Back to Overview of Sessions

Opportunities and Limitations of Web Scraping in Social Research

Coordinator 1Mr Aleksei Rotmistrov (National Research University Higher School of Economics)
Coordinator 2Miss Svetlana Zhuchkova (National Research University Higher School of Economics)

Session Details

Because of its development and deep penetration into many areas of life, the Internet has become a source of a massive amount of information, including social one. Thus, users leave “footprints” of their communication or other activity on the pages of social networks, online communities, and various thematic sites. Web scraping, which is an actively used method in computer science to collect such data automatically, gradually transpasses into the field of social sciences. The use of web-scraped data opens up new opportunities for such a research, due to the large volume and non-reactive nature of the information received. However, such data have some severe limitations: they are heterogeneous and not structured, most of the extracted features are categorical variables (which limits the variety of methods used for analysis), the proportion of missing data among the studied objects increases, and so on.
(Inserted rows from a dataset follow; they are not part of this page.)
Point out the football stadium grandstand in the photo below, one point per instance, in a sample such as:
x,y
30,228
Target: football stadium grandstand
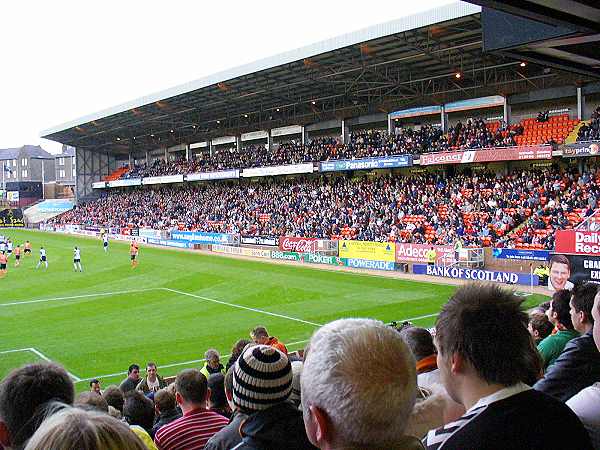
x,y
439,173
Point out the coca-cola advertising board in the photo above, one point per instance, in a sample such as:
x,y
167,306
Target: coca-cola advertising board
x,y
416,252
520,153
300,245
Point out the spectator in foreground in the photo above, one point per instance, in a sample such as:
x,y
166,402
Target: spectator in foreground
x,y
212,363
138,411
485,357
539,326
166,411
73,428
578,366
229,436
132,380
346,408
260,336
262,382
217,401
152,382
24,393
586,403
552,346
420,343
197,425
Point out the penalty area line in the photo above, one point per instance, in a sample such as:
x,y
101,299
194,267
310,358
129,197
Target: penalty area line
x,y
39,354
247,308
74,297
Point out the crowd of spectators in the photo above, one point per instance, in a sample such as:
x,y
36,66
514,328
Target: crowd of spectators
x,y
482,385
591,132
472,134
522,207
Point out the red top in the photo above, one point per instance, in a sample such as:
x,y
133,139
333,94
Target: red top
x,y
190,432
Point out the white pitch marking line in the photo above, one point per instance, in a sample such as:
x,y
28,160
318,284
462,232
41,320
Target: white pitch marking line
x,y
185,363
73,297
243,307
41,355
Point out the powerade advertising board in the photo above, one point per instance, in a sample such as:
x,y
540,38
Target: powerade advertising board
x,y
476,274
513,253
202,238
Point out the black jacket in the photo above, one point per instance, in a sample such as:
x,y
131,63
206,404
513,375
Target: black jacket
x,y
229,436
276,428
577,367
164,419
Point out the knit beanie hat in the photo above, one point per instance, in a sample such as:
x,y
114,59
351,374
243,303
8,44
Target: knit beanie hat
x,y
262,377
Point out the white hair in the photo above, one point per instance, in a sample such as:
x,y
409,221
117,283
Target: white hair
x,y
85,430
362,375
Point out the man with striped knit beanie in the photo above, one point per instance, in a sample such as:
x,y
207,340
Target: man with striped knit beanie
x,y
262,383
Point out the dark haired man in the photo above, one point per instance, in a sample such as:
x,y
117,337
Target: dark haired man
x,y
558,313
560,271
486,357
197,425
578,366
22,396
132,380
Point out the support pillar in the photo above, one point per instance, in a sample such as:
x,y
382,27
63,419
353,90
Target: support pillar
x,y
580,104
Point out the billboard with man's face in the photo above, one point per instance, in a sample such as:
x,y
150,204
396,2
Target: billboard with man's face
x,y
568,270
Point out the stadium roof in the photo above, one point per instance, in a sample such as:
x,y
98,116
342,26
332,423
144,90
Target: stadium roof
x,y
406,62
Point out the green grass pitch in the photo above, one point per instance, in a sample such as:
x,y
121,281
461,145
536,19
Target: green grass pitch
x,y
175,305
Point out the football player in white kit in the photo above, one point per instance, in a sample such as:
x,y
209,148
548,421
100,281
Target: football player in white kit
x,y
77,259
43,258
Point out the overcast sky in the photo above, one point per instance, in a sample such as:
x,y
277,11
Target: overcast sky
x,y
61,59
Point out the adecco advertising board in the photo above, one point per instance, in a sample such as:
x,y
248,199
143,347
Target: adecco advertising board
x,y
373,251
416,252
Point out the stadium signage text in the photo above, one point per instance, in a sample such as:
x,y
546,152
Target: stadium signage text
x,y
370,264
296,244
221,175
581,149
127,182
475,274
202,238
512,253
374,251
259,240
488,155
366,163
578,242
416,252
278,170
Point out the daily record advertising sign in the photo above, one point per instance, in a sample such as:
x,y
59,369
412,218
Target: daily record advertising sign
x,y
202,238
366,163
581,268
127,182
221,175
416,252
373,251
513,253
577,242
581,149
488,155
476,274
278,170
11,218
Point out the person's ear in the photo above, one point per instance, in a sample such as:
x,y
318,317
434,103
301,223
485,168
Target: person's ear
x,y
4,435
321,425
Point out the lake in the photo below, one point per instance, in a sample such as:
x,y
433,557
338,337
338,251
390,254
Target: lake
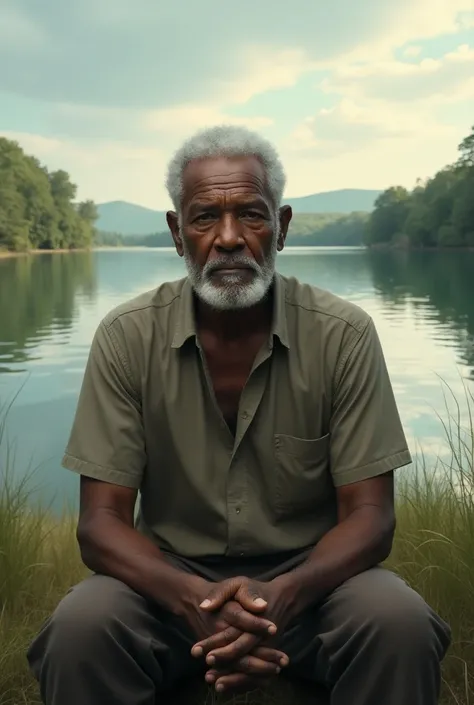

Besides, the use of data from web pages changes a study’s design in an unusual way: the data-driven paradigm, in which data becomes the basis of the future theory and which is not typical for social sciences, comes to the fore. The natural question is: what is the real potential of this data collection method in social research? Is web scraping able to be used as a qualitative analog or a substitute for the standard survey data? If so, what are the ways to overcome the identified constraints? If not, what are the limits of this approach? The session’s participants are invited to respond to these questions in their reports and demonstrate their own experience in the use of web scraping and web data.